I arrived at Mason. Ultimately, I had planned to use Turbulence as my senior project while studying literature and pursuing my teaching licensure. However, during my first semester, Mason debuted the Bachelor of Fine Arts degree in Creative Writing. This afforded me an unprecedented opportunity: to work on Turbulence while I completed my bachelor’s degree, and not as a side project. Not only did this allow me to construct Turbulence as part of my degree program, I would have a host of professional eyes critiquing my work, helping me along in the process of finishing my novel.
I switched majors to the BFA as soon as it was officially offered.
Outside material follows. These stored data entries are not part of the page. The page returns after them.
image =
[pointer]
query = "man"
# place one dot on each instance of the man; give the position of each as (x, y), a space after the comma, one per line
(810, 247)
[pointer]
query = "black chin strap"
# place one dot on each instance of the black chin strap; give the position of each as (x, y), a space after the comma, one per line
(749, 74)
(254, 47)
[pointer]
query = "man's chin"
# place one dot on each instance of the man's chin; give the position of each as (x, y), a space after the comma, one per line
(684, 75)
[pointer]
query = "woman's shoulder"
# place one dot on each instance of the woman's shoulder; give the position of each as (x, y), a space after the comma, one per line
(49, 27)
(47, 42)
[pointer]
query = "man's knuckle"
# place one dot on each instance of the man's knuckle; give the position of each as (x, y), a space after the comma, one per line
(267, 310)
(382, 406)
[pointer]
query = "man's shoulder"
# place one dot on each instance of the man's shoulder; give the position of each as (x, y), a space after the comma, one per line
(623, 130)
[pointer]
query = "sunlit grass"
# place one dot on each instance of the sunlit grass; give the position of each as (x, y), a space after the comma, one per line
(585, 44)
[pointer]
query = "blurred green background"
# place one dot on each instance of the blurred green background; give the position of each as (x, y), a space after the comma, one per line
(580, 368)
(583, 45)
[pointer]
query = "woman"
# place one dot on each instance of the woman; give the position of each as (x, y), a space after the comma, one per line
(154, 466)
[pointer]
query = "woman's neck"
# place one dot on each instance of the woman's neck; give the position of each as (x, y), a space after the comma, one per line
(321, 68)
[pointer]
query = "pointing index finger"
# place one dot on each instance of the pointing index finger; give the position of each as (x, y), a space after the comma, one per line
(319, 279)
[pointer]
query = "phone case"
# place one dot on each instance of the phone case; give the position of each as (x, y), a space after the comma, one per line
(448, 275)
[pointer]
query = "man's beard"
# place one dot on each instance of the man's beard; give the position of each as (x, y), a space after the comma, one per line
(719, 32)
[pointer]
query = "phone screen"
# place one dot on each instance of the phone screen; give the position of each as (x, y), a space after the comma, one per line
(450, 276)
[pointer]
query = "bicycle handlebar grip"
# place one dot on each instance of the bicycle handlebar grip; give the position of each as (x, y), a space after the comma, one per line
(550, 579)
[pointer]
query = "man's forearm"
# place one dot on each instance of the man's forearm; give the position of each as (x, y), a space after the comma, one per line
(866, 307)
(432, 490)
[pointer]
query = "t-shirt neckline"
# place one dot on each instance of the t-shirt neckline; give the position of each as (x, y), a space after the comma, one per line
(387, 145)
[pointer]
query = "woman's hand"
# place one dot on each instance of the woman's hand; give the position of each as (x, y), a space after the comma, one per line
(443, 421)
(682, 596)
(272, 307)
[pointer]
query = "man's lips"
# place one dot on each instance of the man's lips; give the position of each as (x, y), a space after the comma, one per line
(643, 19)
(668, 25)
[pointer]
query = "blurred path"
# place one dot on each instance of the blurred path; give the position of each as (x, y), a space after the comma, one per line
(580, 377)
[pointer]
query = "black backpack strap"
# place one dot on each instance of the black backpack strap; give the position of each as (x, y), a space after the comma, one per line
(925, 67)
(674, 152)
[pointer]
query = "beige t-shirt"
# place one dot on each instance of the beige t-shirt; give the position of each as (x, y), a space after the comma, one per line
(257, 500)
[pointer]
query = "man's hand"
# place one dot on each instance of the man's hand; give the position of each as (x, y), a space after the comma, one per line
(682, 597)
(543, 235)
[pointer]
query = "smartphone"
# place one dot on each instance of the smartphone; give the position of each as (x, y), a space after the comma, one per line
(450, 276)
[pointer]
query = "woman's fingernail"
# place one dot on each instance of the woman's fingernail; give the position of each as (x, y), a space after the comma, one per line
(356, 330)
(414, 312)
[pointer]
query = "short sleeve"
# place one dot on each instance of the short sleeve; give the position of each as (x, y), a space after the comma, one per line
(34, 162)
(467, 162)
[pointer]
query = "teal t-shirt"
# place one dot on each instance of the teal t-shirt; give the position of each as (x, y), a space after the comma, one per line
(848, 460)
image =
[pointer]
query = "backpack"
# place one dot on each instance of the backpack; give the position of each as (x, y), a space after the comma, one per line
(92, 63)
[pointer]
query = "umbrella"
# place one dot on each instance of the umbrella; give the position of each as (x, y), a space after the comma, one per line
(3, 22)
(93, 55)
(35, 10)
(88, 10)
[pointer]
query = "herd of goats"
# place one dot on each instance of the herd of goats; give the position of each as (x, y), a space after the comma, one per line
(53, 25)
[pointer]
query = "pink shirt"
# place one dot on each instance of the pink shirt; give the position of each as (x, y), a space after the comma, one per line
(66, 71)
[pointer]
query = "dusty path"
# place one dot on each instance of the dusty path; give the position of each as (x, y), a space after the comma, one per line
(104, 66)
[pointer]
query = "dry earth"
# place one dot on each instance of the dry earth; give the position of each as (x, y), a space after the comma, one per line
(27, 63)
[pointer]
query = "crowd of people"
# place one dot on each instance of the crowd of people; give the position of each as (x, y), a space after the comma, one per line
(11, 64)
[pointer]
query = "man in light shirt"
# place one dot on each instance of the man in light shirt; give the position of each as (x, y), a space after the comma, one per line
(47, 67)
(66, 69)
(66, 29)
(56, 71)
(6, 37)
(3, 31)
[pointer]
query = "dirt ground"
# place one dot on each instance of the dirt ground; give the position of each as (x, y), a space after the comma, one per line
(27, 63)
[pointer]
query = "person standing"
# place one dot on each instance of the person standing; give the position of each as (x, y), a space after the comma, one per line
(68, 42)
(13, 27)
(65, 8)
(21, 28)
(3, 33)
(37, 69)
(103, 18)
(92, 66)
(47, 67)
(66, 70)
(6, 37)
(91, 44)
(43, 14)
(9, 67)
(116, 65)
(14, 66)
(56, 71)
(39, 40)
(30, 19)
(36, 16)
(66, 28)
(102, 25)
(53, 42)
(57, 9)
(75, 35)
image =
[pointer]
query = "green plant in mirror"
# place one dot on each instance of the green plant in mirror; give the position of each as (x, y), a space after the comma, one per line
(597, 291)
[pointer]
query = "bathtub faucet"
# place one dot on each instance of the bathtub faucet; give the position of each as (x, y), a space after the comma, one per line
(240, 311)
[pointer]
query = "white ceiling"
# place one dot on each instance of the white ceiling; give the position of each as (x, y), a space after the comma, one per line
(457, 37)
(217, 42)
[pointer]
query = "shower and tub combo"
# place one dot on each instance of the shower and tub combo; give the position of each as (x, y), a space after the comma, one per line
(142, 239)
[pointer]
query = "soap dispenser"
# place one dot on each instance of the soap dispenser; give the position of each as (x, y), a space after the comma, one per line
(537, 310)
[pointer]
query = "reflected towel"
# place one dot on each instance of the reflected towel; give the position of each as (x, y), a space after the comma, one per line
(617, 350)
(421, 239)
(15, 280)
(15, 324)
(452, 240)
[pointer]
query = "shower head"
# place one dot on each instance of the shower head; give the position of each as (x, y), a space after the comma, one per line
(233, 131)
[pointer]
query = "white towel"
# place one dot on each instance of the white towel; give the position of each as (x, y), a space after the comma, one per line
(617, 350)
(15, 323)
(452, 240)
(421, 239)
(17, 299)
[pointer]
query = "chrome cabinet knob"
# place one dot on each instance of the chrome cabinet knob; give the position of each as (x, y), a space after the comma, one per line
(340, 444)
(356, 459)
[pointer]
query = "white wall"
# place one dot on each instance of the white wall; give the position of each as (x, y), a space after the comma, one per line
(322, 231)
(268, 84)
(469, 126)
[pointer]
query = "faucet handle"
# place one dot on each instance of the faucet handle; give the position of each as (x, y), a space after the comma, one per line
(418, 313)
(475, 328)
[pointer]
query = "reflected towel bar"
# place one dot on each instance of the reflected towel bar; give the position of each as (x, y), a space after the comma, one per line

However, the problem with writing a novel is that it requires intensive research to validate facts. I was worried about having the time and funds to do Turbulence justice, as I was now focused on the mechanics of writing and not just the art form of the novel. Then, opportunity knocked once more: I learned about the OSCAR program’s existence (an unknown for many of us humanities majors) and applied immediately.
Thanks to OSCAR, I will finally have the chance travel to the Lake District in the UK, where much of Turbulence is set. The rest of my time is spent almost exclusively in front of a computer. I write for eight hours a week, and usually spend another four researching. What I have begun researching this week is the photography element; for that, I have had to push back some of my writing time in favor of research. What I’ve learned is that with writing, you have to be flexible. I can’t feel guilty because I didn’t write for my allotted eight hours, because I have to make adjustments for authenticating my novel.
OSCAR has not only provided extraneous funding, it’s allowed me access to a mentor to guide and coach me along as I prepare Turbulence for publication. With OSCAR’s assistance, I will not only hit my goal of using my novel as my senior thesis, I will have a much more polished and professional project when seeking a publisher.